In response to the devastating earthquakes of 25th April and 12th May 2015 that killed over 8890 people, the consortium of ACT Alliance members Dan Church Aid, Christian Aid, Lutheran World Federation and ICCO Cooperation are launching the Nepal Earthquake Recovery Project (NERP) with funding support from European Commission Humanitarian Aid & Civil Protection (ECHO).
According to a press release issued by Dan Church, the total budget of the project is €1.5 million with the European Union providing €900,000 and €600,000 co-financed by the Act Alliance consortium members. The project intends to directly reach 16,940 people to build back better and safer shelters guided by the ACT Alliance’s Integrated Shelter Approach.
The project will focus on gaps in the immediate humanitarian response. This will include addressing transitional shelter needs providing shelter materials and technical assistance through locally trained shelter technicians enabling affected households to build back better and safer shelters.

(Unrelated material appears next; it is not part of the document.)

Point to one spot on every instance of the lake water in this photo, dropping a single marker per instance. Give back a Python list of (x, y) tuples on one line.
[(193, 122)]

The project action will build on the immediate and on-going response carried out by the consortium members after the earthquake. It will include targeted cash transfer support, focus on sanitation needs covering household toilets and access to water and hygiene services at the community level as part of the ACT Alliance integrated shelter approach leading to enhanced resilience to future disasters.
The project will run from August 2015 to May 2016 covering 14 highly affected VDCs of Dhading, Makawanpur, Rasuwa and Sindulpalchok districts.
The project will establish a baseline and continuously monitor its progress by using innovative mobile phone based technologies like the AKVO and Really Simple Reporting (RSR) apps for assessing performance and gaps. An end line survey will be carried out to determine the impact of the project. The findings will be shared with all the concerned stakeholders.
The consortium will implement the project through local partners in some of the hardest to reach areas in Nepal's mountains and high hills.